The indictment says Mr. Weisselberg also “received unreported cash that he could use to pay personal holiday gratuities.”

“Specifically,” it says, “Weisselberg caused the Trump Corporation to issue corporate checks made payable to a Trump Organization employee who cashed the checks and received cash. The cash was given to Weisselberg for his personal use. The Trump Corporation booked this cash as ‘Holiday Entertainment,’ but maintained internal spreadsheets showing the cash to be part of Weisselberg’s employee compensation.”

The indictment charges the Trump Organization with failing to report the cash disbursements as income to the tax authorities, and says Mr. Weisselberg “intentionally caused the receipt of cash payments to be omitted from his personal tax returns.” In addition, the company is accused of writing checks to cover “such items as new beds, flat-screen televisions, the installation of carpeting, and furniture” for Mr. Weisselberg, expenses that were tracked internally at the Trump Organization but not reported as income.

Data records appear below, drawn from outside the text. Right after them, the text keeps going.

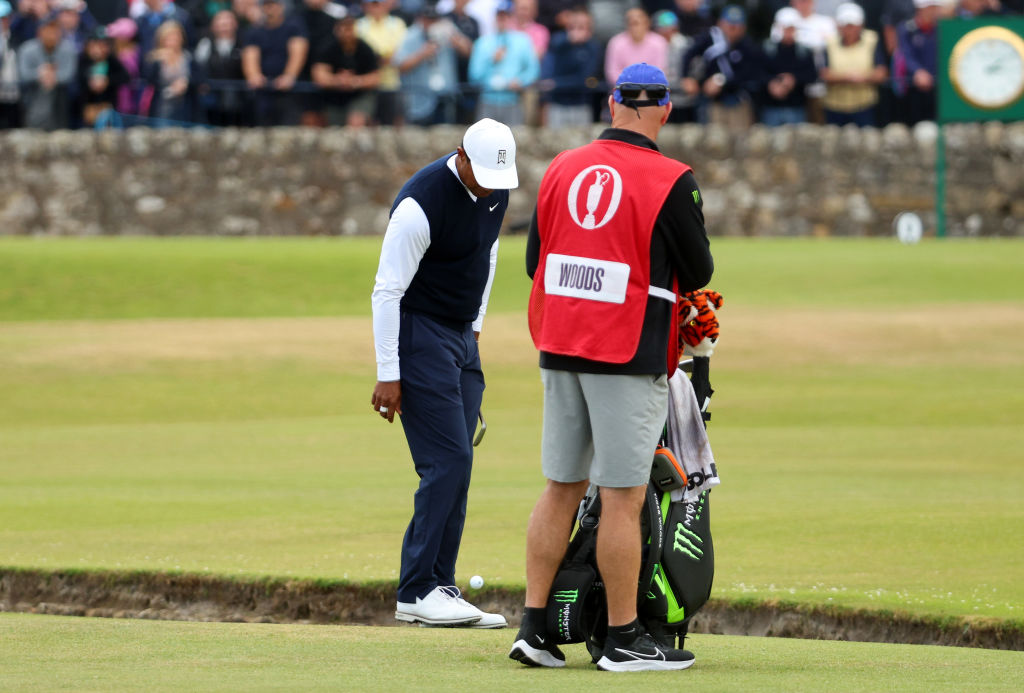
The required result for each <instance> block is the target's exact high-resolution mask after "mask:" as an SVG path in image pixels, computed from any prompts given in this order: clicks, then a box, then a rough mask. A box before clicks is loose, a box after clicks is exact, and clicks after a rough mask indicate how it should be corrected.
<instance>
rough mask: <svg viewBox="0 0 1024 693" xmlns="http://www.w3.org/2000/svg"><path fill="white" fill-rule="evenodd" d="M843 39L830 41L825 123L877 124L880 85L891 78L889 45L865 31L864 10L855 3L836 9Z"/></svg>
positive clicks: (821, 70) (825, 68)
mask: <svg viewBox="0 0 1024 693" xmlns="http://www.w3.org/2000/svg"><path fill="white" fill-rule="evenodd" d="M836 24H838V25H839V36H838V37H836V38H833V39H829V41H828V44H827V46H826V48H825V66H824V67H823V68H822V69H821V79H822V81H824V83H825V84H826V85H827V88H828V91H827V92H826V93H825V100H824V106H825V122H826V123H829V124H831V125H847V124H851V123H852V124H853V125H858V126H860V127H868V126H873V125H874V106H876V104H877V103H878V102H879V85H880V84H882V83H883V82H885V81H886V79H887V78H888V77H889V69H888V68H887V66H886V63H887V59H886V52H885V46H884V45H883V43H882V41H881V40H880V39H879V35H878V34H877V33H876V32H872V31H871V30H869V29H864V10H862V9H861V8H860V6H859V5H856V4H854V3H852V2H845V3H843V4H842V5H840V6H839V7H838V8H837V9H836Z"/></svg>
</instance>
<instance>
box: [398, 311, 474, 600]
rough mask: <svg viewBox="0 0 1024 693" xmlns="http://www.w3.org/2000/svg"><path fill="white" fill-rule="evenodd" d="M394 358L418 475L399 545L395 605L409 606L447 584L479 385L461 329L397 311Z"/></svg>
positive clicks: (462, 500)
mask: <svg viewBox="0 0 1024 693" xmlns="http://www.w3.org/2000/svg"><path fill="white" fill-rule="evenodd" d="M398 360H399V367H400V370H401V410H402V414H401V425H402V428H403V429H404V431H406V439H407V440H408V441H409V450H410V452H412V454H413V463H414V464H415V465H416V473H417V474H418V475H419V476H420V487H419V489H418V490H417V491H416V496H415V501H414V511H413V520H412V522H410V523H409V528H408V529H407V530H406V538H404V539H403V542H402V546H401V573H400V575H399V578H398V601H399V602H410V603H415V602H416V598H417V597H425V596H426V595H427V594H429V593H430V592H431V591H432V590H433V589H434V588H435V587H437V586H439V584H440V586H447V584H455V563H456V559H457V558H458V557H459V545H460V543H461V542H462V528H463V525H464V524H465V522H466V500H467V496H468V493H469V478H470V473H471V471H472V467H473V432H474V430H475V428H476V417H477V414H478V413H479V410H480V400H481V399H482V397H483V387H484V386H483V372H482V371H481V369H480V352H479V351H478V349H477V346H476V340H475V339H474V337H473V330H472V327H471V326H469V324H466V326H465V328H464V329H462V330H456V329H453V328H452V327H450V326H445V324H441V323H439V322H437V321H435V320H432V319H431V318H429V317H427V316H425V315H419V314H416V313H410V312H404V311H403V312H402V314H401V327H400V330H399V333H398Z"/></svg>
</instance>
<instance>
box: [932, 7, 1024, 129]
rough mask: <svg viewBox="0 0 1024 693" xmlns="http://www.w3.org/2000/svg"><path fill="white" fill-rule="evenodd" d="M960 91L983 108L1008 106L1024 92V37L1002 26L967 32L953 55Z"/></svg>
mask: <svg viewBox="0 0 1024 693" xmlns="http://www.w3.org/2000/svg"><path fill="white" fill-rule="evenodd" d="M949 69H950V75H949V77H950V80H951V82H952V84H953V87H955V89H956V91H957V92H958V93H959V95H961V96H962V97H963V98H964V100H966V101H968V102H969V103H971V104H972V105H974V106H976V107H979V109H1004V107H1006V106H1008V105H1010V104H1012V103H1014V102H1015V101H1016V100H1017V99H1019V98H1020V97H1021V96H1022V95H1024V40H1022V39H1021V37H1019V36H1018V35H1017V34H1014V33H1013V32H1011V31H1010V30H1008V29H1004V28H1001V27H982V28H981V29H976V30H974V31H972V32H968V33H967V34H965V35H964V38H962V39H961V40H959V41H958V42H957V43H956V45H955V46H954V47H953V52H952V55H951V56H950V59H949Z"/></svg>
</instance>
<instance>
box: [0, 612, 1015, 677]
mask: <svg viewBox="0 0 1024 693" xmlns="http://www.w3.org/2000/svg"><path fill="white" fill-rule="evenodd" d="M513 636H514V633H513V632H511V631H508V630H506V631H494V632H488V631H475V632H473V631H470V632H466V631H456V630H426V629H417V627H400V629H393V627H391V629H381V627H359V626H347V627H343V626H311V625H254V624H239V623H180V622H166V621H164V622H159V621H140V620H108V619H83V618H63V617H56V616H28V615H9V614H8V615H2V614H0V641H2V642H4V660H5V661H4V665H3V669H2V677H3V678H2V682H3V687H4V688H5V689H7V690H47V691H60V690H70V691H83V692H84V691H117V690H143V689H144V690H150V691H185V690H187V691H227V690H230V691H264V690H302V691H414V690H415V691H468V692H473V693H475V692H476V691H510V692H511V691H526V692H528V693H536V692H537V691H584V690H601V691H636V690H640V689H641V688H644V689H650V688H657V689H665V688H668V689H669V690H675V689H680V690H698V691H849V692H853V691H868V692H874V691H884V690H899V691H922V692H927V693H935V692H937V691H966V690H973V691H1016V690H1018V686H1019V684H1020V681H1021V680H1022V679H1024V653H1020V652H1000V651H991V650H971V649H963V648H947V647H925V646H914V645H879V644H871V643H839V642H822V641H807V640H783V639H778V638H738V637H727V636H693V637H692V638H690V639H689V640H688V641H687V642H688V646H689V647H690V648H692V650H693V652H694V654H696V655H697V659H696V662H695V663H694V664H693V666H692V667H691V668H689V669H688V670H686V672H659V673H643V674H630V675H610V674H607V673H603V672H598V670H597V669H596V668H595V667H594V666H593V665H592V664H591V663H590V657H589V656H588V655H587V654H586V653H585V650H584V648H583V646H582V645H573V646H570V647H568V648H566V662H567V666H566V668H565V669H561V670H554V669H532V668H527V667H524V666H522V665H521V664H518V663H516V662H513V661H511V660H509V659H508V658H507V657H506V654H507V652H508V648H509V646H510V644H511V640H512V638H513Z"/></svg>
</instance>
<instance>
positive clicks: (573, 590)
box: [555, 590, 580, 604]
mask: <svg viewBox="0 0 1024 693" xmlns="http://www.w3.org/2000/svg"><path fill="white" fill-rule="evenodd" d="M579 597H580V591H579V590H561V591H559V592H556V593H555V601H556V602H558V603H560V604H571V603H572V602H574V601H575V600H577V599H578V598H579Z"/></svg>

Beyond the case against Mr. Weisselberg, the 25-page indictment hints at potential trouble for others at Mr. Trump’s company, saying the attempts to avoid declaring compensation and paying taxes extended to at least two other employees who are not identified. Prosecutors also take aim at the Trump Organization’s practice of reporting certain income as “non-employee compensation,” which is normally not subject to payroll deductions.

Last year, The Times reported that Mr. Trump’s company routinely declared, as a business expense, millions of dollars in payments it classified as consulting fees, at least some of which appear to have gone to his eldest daughter, Ivanka Trump. At the time of the payments, Ms. Trump was also a full-time executive at her father’s company and drawing a regular salary, raising the question of why she would simultaneously be considered a consultant.

After The Times article was published, the district attorney and state attorney general were reported to have expanded their respective investigations of the Trump Organization to include the consulting payments. The indictment on Thursday did not include anything about them, and it is not clear where that aspect of the inquiries stands.